CPI inflation numbers were just released by the National Bureau of Statistics. As expected, they showed a continued decline in the year-on-year CPI inflation, although at 6.3% the figure was better than market expectations of 6.5%. Given the trajectory of food prices so far this month CPI inflation for August could fall below 6%. On average prices in July rose 0.1% month on month.
This is great news, but it is not unambiguously good. The non-food component of CPI rose from 1.9% year on year in June to 2.1% in July, so although it is low, it is rising – not a good sign, in my opinion. We are also hearing more and power about power shortages and rationing outside the Olympic-blessed city of Beijing. World fuel prices may be declining, but they are still substantially higher than they are in China, thanks to price freezes. This can’t help but put continued upward pressure on the cost of energy.
So now we’re caught in the bind that I discussed yesterday. Declining CPI inflation will encourage those policy-makers who are mostly worried about slowing growth to insist that China back away from the various monetary and credit tightening measures it had tried to impose over the past nine months. High and rising PPI inflation will strengthen the concerns of those who think China’s main risk is from excessive monetary expansion.
Nothing has really changed to shift the argument decisively in one direction or the other, and I suspect we will continue to see tentative policy moves in both directions. The most amount of effort – or at least visible effort – seems to be that expended on tightening capital controls, but it is hard to know what this portends. If the capital controls are very successful – and I am doubtful they will be – it might create breathing space and give the authorities reason to speed up RMB appreciation again, with the controls preventing an accompanying surge in speculative inflows. If not, it puts greater pressure on them to regain control of monetary policy via a one-off maxi-revaluation. Either way I still think China cannot resolve its current imbalances without a significant currency adjustment.
As for the stock market, at first it seemed pretty unambiguously in favor of the CPI data which, among other things, suggested that the authorities are more likely to be inclined to relax the “tightening” measures. After a very bad opening that left the SSE Composite down by a little more than 1.5%, the mid-morning release of CPI data turned the market around sharply, so that by lunch it had regained all it had lost, plus an extra 0.2%.
But the happiness didn’t last. Perhaps there were rising worries that the huge gap between PPI and CPI inflations would hurt corporate profits, or perhaps investors are just to depressed to enjoy a rally (worrying, among other things, about unrest in Xinjiang province, where the death toll over the last week is up to 31), but immediately after lunch after a quick 7-point jump in the first five minutes the market suddenly lost its legs and began sliding.

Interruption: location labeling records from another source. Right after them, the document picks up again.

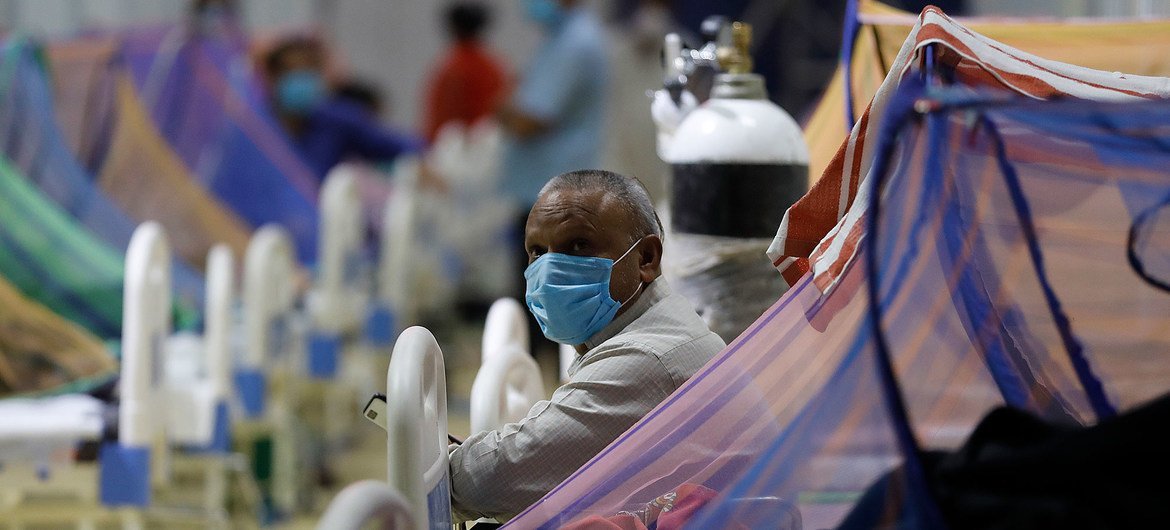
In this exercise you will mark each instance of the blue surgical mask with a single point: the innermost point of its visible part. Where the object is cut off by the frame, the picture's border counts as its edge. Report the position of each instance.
(546, 13)
(300, 91)
(570, 295)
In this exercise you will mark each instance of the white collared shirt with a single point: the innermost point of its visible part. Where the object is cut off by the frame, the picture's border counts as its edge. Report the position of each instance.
(631, 366)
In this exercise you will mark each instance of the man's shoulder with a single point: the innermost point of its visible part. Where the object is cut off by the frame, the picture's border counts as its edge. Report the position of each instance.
(666, 328)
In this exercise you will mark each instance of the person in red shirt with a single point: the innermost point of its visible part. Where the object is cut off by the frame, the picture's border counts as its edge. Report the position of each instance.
(469, 82)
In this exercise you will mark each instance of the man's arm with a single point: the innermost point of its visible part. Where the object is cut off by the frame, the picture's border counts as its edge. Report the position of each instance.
(502, 472)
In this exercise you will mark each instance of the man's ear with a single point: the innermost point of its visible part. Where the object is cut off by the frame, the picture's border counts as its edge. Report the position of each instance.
(649, 259)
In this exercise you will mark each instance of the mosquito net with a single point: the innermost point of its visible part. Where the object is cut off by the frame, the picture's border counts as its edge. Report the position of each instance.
(1018, 253)
(135, 165)
(33, 144)
(41, 351)
(205, 101)
(52, 259)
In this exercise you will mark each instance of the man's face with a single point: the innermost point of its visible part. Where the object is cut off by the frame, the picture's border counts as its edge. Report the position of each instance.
(586, 224)
(300, 59)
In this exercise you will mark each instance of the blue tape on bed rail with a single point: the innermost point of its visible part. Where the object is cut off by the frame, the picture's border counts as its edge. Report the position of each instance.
(324, 350)
(253, 390)
(379, 330)
(124, 475)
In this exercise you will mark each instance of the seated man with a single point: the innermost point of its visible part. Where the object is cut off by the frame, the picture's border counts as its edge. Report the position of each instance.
(594, 247)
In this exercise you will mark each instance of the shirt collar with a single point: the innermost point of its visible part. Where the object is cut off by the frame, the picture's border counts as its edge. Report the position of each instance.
(654, 291)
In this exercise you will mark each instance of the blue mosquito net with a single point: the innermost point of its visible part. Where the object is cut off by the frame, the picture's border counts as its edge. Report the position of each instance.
(1018, 253)
(206, 102)
(34, 146)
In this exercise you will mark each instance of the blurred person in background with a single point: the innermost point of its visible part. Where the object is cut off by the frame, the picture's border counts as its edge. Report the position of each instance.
(637, 31)
(324, 129)
(553, 121)
(555, 118)
(469, 82)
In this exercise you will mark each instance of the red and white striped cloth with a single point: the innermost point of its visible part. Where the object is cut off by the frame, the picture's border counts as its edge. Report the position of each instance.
(823, 231)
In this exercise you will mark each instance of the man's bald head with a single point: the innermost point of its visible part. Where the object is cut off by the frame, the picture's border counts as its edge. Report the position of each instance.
(628, 193)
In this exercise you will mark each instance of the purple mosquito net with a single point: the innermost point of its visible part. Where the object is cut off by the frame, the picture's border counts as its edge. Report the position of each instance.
(1018, 253)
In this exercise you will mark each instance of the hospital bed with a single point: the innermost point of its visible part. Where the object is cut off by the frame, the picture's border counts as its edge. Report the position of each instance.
(273, 349)
(339, 369)
(417, 427)
(509, 381)
(365, 502)
(39, 435)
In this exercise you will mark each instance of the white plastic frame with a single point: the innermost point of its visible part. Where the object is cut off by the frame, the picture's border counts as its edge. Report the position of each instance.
(506, 389)
(218, 319)
(367, 501)
(338, 307)
(146, 322)
(394, 272)
(507, 324)
(268, 290)
(417, 419)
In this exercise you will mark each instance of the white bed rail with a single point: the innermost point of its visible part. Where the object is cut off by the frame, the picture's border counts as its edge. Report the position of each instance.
(507, 324)
(337, 303)
(394, 304)
(125, 466)
(417, 427)
(364, 502)
(268, 297)
(568, 356)
(506, 389)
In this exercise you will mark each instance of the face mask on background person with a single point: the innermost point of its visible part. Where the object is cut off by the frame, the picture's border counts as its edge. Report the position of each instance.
(300, 91)
(570, 295)
(546, 13)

It bounced around all afternoon, with the SSE Composite ending the day at 2457, just over half a percent below Monday’s close.
I think it is going to take a major effort to get this market to regain confidence, but even with a major government intervention I think there may be more bad news on the earnings front. Today’s Emerging Markets Economics Daily (produced by the research guys at Credit Suisse) has this to say about car sales:
Total vehicle sales growth in China moderated sharply in July to 4% yoy. According to the China Association of Automobile Manufacturers, sales of commercial vehicles contracted 3% yoy in July (to 177,600 units), the first contraction since January 2006. Passenger vehicles sales managed to maintain 7% yoy growth (to 488,200 units), but this was the first single digit growth since August 2006. The data reflect weakened domestic demand in China.

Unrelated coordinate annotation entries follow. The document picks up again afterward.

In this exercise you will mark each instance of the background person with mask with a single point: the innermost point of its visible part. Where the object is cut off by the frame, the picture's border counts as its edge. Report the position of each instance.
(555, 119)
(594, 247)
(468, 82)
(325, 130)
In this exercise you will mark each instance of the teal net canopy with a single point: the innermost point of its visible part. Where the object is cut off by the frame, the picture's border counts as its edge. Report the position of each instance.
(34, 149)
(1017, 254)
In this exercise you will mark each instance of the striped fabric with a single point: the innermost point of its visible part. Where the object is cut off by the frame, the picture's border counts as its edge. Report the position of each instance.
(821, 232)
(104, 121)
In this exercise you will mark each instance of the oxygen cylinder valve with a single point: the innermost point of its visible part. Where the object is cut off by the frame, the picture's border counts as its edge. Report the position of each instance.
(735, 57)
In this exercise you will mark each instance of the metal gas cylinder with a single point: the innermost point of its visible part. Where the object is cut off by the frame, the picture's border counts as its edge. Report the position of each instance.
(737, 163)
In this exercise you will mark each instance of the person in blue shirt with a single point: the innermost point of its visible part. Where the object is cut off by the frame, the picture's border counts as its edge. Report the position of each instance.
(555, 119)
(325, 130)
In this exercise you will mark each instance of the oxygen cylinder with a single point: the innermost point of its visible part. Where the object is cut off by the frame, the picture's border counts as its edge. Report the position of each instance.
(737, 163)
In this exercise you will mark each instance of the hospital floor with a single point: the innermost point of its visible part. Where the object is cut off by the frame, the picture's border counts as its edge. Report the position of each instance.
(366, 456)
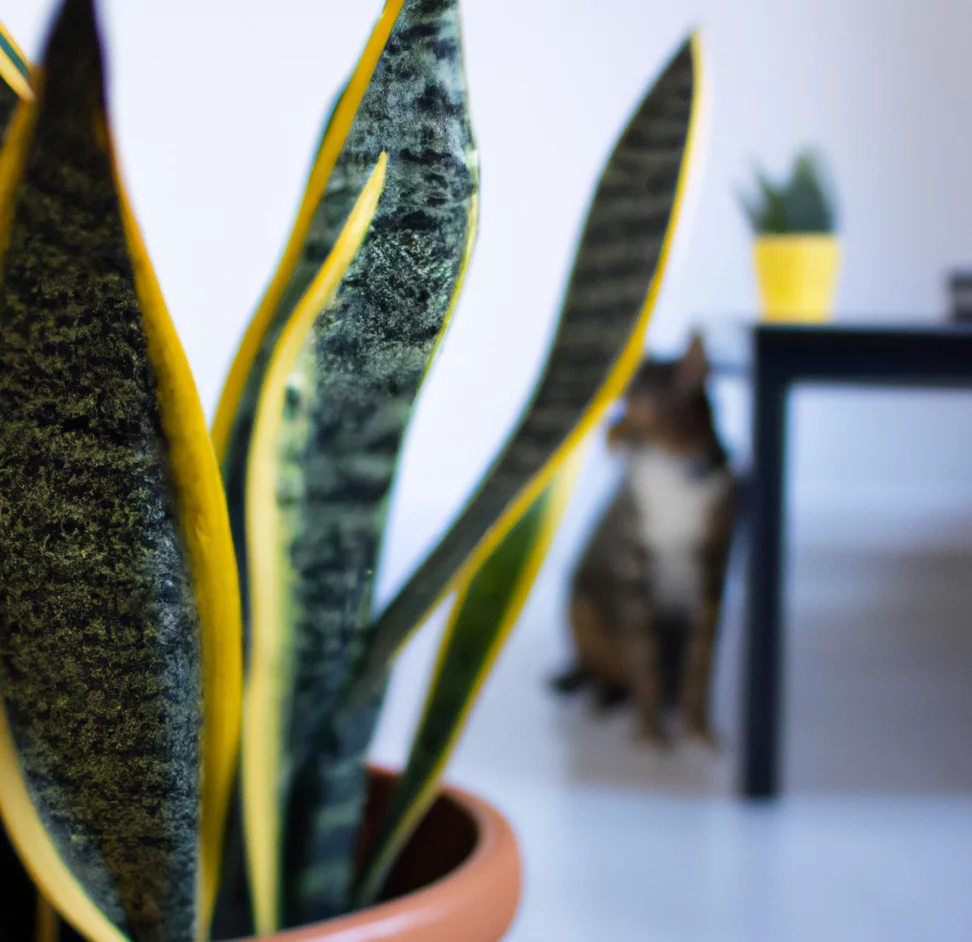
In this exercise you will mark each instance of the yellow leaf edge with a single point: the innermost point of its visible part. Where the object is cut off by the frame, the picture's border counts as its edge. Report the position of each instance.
(622, 371)
(324, 163)
(264, 696)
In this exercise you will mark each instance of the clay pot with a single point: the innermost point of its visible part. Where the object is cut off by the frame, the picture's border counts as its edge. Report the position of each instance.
(457, 881)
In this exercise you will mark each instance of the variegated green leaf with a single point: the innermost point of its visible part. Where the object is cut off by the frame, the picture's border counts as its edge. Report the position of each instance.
(616, 277)
(20, 905)
(350, 395)
(14, 77)
(487, 607)
(120, 648)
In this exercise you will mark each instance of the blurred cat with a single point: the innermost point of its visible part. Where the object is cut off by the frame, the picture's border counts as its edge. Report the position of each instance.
(647, 592)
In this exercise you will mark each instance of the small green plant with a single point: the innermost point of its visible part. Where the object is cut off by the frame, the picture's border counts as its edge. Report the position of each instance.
(801, 204)
(191, 668)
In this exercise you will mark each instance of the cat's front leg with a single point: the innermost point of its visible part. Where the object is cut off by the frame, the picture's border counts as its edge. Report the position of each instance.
(642, 650)
(697, 674)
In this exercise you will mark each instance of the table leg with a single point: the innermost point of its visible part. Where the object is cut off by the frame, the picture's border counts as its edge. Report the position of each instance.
(764, 655)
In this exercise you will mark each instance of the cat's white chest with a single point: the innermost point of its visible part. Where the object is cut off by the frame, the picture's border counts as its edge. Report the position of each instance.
(675, 510)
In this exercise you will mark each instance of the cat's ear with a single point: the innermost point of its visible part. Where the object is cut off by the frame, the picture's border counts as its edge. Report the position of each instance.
(693, 368)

Credit Suisse goes on the say that their equity analyst, Michele Mak, believes commercial vehicle sales will slow even more dramatically over the rest of they year.

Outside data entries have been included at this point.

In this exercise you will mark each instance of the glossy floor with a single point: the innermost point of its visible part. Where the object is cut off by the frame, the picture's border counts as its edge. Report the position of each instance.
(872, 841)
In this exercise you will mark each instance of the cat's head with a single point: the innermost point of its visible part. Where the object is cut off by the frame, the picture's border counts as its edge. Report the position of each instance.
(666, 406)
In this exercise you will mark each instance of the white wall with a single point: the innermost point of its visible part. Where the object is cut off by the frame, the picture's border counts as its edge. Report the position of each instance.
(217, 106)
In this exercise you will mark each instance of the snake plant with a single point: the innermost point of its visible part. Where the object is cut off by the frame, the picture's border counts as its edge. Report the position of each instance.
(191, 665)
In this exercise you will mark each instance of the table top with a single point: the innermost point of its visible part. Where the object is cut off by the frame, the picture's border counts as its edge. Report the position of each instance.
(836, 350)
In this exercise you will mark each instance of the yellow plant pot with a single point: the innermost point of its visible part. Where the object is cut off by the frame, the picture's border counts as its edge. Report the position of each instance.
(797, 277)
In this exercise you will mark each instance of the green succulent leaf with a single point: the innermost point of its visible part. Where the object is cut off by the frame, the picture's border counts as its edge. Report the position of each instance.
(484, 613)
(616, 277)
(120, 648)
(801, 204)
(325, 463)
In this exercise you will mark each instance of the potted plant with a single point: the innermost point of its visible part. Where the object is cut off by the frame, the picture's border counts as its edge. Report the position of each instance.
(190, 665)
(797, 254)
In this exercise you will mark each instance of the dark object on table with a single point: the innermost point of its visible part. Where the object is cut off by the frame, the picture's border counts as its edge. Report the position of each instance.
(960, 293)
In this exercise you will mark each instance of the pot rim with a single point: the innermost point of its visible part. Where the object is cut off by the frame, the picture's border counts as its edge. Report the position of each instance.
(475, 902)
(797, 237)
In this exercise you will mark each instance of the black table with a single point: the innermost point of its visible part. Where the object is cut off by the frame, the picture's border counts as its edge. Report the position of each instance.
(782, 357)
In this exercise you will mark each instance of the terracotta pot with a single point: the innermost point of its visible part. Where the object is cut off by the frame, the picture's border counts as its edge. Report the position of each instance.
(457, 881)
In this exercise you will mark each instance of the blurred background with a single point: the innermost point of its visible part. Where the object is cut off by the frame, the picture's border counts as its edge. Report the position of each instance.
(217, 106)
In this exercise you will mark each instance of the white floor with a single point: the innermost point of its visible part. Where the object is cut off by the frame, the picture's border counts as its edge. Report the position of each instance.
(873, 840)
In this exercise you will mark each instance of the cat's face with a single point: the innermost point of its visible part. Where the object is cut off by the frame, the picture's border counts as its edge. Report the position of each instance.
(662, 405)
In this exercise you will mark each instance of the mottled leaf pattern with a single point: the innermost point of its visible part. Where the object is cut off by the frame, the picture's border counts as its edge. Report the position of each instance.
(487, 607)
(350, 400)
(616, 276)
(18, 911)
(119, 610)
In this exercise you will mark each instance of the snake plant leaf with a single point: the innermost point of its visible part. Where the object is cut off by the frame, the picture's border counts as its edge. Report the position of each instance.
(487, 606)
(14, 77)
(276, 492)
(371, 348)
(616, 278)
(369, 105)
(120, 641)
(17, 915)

Three weeks ago on my blog I cited a Bloomberg article that said that “China’s stockpile of unsold new vehicles rose about 50 percent in the six months ended June, hitting a four-year high, as automakers expanded production and sales growth slowed.” In the article some commentators brushed off the rise in inventory saying that they were expecting a surge in car buying later in the year. If it doesn’t happen, I suppose we will necessarily see rapidly rising car inventories. Rising inventories is one of the main warning signals we have to watch for as evidence that the over-investment cycle is finally about to end.